US-Airlines sind besonders getroffen
Der Terror und der Antiterror wird diesen Prozess beschleunigen. Wen wird es treffen und wie? Unstrittig wird der Umbruch in den USA besonders hart werden. Pleiten inbegriffen. Möglich, dass die fünftgrößte amerikanische Fluggesellschaft Continental Airlines der kleinen Midway Airline folgt, die nur Stunden nach dem Anschlag Konkurs anmeldete. Vorsorglich zeichnet Continental-Chef Gordon Bethune schon ein düsteres Bild, spricht von einer "beispiellosen finanziellen Krise" und sieht den "Untergang der nationalen Luftfahrt". Soweit wird es wohl nicht kommen, was aber nicht heißt, dass Continental überlebt.
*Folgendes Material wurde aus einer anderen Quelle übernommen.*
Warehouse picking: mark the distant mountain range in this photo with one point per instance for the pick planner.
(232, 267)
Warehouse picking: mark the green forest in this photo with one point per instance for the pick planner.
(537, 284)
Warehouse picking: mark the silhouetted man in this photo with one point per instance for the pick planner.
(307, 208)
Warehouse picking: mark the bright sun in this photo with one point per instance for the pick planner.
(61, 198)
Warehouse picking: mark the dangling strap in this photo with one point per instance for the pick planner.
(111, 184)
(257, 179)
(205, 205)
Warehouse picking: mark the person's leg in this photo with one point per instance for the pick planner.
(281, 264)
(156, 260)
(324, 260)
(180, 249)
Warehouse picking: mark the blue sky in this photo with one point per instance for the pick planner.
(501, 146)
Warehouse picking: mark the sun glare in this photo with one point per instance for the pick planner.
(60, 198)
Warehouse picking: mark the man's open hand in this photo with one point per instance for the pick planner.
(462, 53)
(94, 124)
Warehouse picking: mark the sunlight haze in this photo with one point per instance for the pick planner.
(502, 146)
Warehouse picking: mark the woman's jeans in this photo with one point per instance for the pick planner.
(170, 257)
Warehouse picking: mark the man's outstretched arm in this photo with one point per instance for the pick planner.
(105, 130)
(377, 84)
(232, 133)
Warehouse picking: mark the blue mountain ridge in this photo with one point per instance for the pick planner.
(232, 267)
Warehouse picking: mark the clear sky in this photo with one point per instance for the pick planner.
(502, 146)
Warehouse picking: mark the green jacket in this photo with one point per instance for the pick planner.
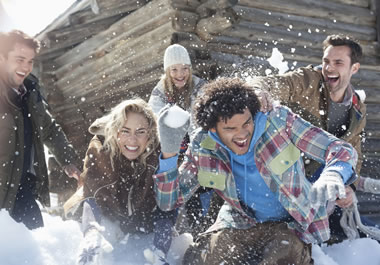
(303, 90)
(44, 131)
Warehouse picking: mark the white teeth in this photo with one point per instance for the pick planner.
(20, 73)
(242, 142)
(132, 148)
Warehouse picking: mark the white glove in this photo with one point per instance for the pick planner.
(92, 248)
(371, 185)
(328, 187)
(173, 123)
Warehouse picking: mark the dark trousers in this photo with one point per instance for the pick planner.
(26, 209)
(271, 243)
(163, 225)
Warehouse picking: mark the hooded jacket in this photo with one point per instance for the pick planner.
(305, 92)
(45, 131)
(278, 159)
(124, 192)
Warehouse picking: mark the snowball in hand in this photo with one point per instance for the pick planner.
(176, 117)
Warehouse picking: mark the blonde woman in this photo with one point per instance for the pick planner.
(178, 85)
(118, 186)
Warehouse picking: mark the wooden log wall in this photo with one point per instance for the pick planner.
(109, 50)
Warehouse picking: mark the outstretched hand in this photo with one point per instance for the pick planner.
(328, 187)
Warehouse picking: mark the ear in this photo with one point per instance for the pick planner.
(355, 68)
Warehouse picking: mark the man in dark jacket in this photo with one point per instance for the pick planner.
(25, 126)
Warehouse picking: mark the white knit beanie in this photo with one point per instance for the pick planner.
(176, 54)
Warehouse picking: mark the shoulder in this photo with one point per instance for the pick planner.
(279, 112)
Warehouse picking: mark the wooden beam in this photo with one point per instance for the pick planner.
(378, 21)
(135, 24)
(222, 20)
(320, 9)
(302, 24)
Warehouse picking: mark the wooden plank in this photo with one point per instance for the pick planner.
(361, 3)
(135, 24)
(206, 8)
(185, 21)
(215, 24)
(303, 25)
(257, 33)
(71, 36)
(104, 5)
(377, 5)
(116, 58)
(319, 9)
(88, 16)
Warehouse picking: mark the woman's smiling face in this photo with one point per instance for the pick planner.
(179, 74)
(133, 136)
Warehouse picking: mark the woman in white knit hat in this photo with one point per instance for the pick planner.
(179, 86)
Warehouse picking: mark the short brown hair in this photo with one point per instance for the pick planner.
(9, 39)
(345, 40)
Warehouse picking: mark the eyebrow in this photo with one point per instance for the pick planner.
(248, 120)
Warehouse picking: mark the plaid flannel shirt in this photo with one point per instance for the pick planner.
(278, 159)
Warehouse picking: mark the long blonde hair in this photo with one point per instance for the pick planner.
(115, 121)
(173, 93)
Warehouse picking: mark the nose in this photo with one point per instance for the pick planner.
(243, 133)
(329, 67)
(26, 67)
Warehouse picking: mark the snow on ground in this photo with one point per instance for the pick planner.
(57, 242)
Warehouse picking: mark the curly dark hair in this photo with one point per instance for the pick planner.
(222, 99)
(345, 40)
(9, 39)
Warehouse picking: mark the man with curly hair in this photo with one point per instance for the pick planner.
(251, 159)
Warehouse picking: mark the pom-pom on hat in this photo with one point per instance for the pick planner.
(176, 54)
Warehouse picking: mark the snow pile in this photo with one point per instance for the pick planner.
(361, 94)
(176, 117)
(58, 244)
(277, 61)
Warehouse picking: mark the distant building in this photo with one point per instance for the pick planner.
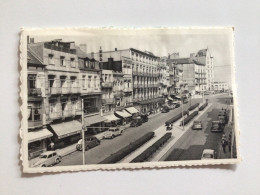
(135, 78)
(220, 86)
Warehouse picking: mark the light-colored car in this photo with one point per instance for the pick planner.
(197, 125)
(112, 132)
(90, 142)
(208, 154)
(47, 159)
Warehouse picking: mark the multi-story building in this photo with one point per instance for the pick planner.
(220, 86)
(91, 93)
(38, 135)
(63, 102)
(136, 74)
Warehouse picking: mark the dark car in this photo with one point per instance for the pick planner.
(197, 125)
(144, 118)
(90, 142)
(216, 126)
(136, 123)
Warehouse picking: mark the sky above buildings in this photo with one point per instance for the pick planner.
(159, 42)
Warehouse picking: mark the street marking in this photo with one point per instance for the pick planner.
(177, 136)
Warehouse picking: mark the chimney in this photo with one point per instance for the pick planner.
(192, 55)
(110, 63)
(83, 47)
(31, 40)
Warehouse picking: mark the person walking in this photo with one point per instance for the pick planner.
(224, 143)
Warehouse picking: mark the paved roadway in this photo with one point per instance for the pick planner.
(107, 147)
(191, 145)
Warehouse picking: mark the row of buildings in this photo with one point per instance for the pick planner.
(106, 87)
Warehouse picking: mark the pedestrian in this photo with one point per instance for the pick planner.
(229, 145)
(52, 145)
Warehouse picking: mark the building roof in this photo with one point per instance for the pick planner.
(32, 57)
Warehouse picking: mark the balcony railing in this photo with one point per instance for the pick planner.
(90, 110)
(108, 101)
(55, 90)
(107, 85)
(55, 115)
(33, 124)
(67, 113)
(75, 89)
(34, 92)
(65, 90)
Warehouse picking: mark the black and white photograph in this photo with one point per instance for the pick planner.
(127, 98)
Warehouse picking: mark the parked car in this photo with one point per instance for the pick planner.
(112, 132)
(197, 125)
(208, 154)
(47, 159)
(216, 126)
(144, 118)
(168, 128)
(136, 123)
(90, 142)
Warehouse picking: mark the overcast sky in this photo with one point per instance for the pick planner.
(160, 42)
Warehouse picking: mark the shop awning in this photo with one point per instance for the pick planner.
(169, 98)
(67, 128)
(132, 110)
(93, 120)
(123, 114)
(110, 118)
(39, 135)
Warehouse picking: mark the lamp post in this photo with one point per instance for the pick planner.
(83, 133)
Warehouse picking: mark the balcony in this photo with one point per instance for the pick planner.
(127, 89)
(108, 101)
(66, 90)
(34, 124)
(75, 89)
(34, 92)
(107, 85)
(55, 90)
(55, 115)
(76, 112)
(67, 113)
(90, 110)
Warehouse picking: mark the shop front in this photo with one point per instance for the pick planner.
(38, 142)
(66, 133)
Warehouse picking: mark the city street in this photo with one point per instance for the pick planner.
(191, 145)
(107, 147)
(188, 147)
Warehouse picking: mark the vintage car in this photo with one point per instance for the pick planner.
(197, 125)
(216, 126)
(208, 154)
(90, 142)
(112, 132)
(136, 123)
(47, 159)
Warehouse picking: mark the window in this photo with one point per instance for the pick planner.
(89, 81)
(35, 112)
(95, 81)
(62, 60)
(72, 62)
(84, 82)
(50, 59)
(31, 81)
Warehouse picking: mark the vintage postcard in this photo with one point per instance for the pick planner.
(111, 98)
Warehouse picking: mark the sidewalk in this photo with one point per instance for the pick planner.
(72, 148)
(227, 130)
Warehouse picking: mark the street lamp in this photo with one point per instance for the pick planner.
(83, 133)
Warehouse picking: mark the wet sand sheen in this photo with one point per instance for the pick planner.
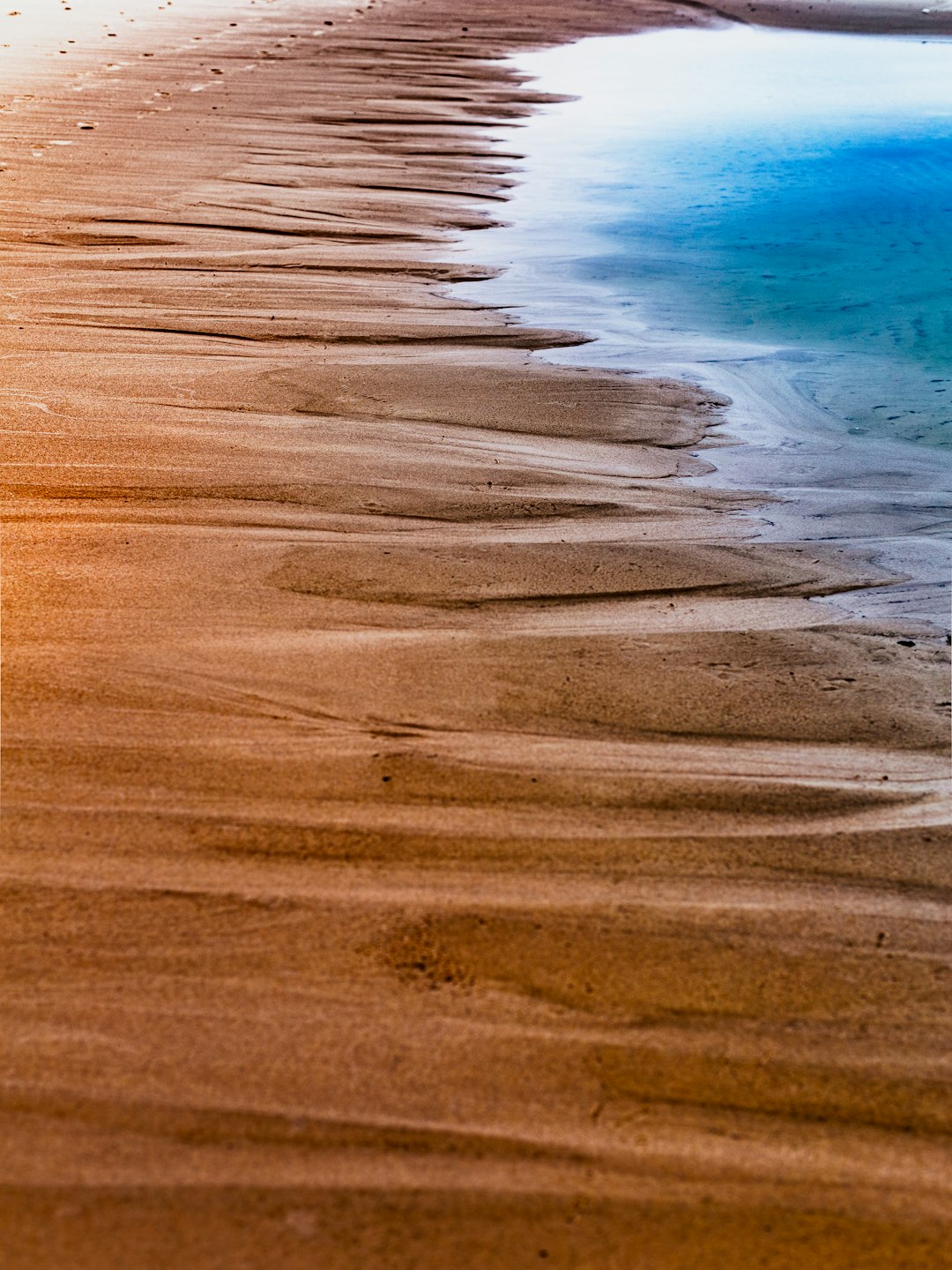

Denn die waren schon vor dem Anschlag in hausgemachter Not. Unterstellte man Bethune Böses, dann müsste man annehmen, er nutze das Verbrechen um von eigener Führungsschwäche abzulenken.
Gewaltiger Aderlass droht
Tatsache ist, dass die aktuelle Krise ein gewaltiger Aderlass für die Fluggesellschaften der USA darstellt. Täglich verlieren sie rund 300 Millionen Dollar durch gestrichene Flugpläne und gesunkene Passagierzahlen, nicht eingerechnet Zusatzkosten für höhere Sicherheitsleistungen und steigende Versicherungsprämien. Milliardenprozesse, die American Airlines und United Airlines drohen, drücken zusätzlich auf die Branche. Insider rechnen darum in den nächsten Monaten mit einem weiteren Ausleseprozess, viele kleine Fluggesellschaften werden vom Markt verschwinden, Fusionen aus der Not heraus sind wahrscheinlich. Auch interkontinentale Zusammenschlüsse. Schon wird spekuliert, dass eines der US-Sorgenkinder Delta Airlines ganz nahe an die Air France rücken könnte.
Die Auslese beginnt
Dabei ist Europa schon lange kein Kontinent der weißen Ritter mehr. Schon vor den Terroranschlägen kämpften hier Fluggesellschaften um die nackte Existenz, jetzt sind sie ein Fall für den Insolvenzverwalter. Viele, die bisher von ihren Regierungen künstlich am Leben erhalten wurden, befördert die Krise nach der Krise ins Koma. Darunter so klangvolle Namen wie die stolze griechische Olympic Airways, die ungarische Matev, die Turkish Airlines oder die belgische Sabena. Ihnen allen droht der letzte Take-off. Doch der Kollaps bedroht längst auch prominentere Opfer. KLM und Alitalia sind allein kaum noch geschäftsfähig. Swissair drücken 15 Milliarden Franken Schulden. Auch sie werden ohne einen starken Kompagnon an ihrer Seite in schwere Turbulenzen geraten.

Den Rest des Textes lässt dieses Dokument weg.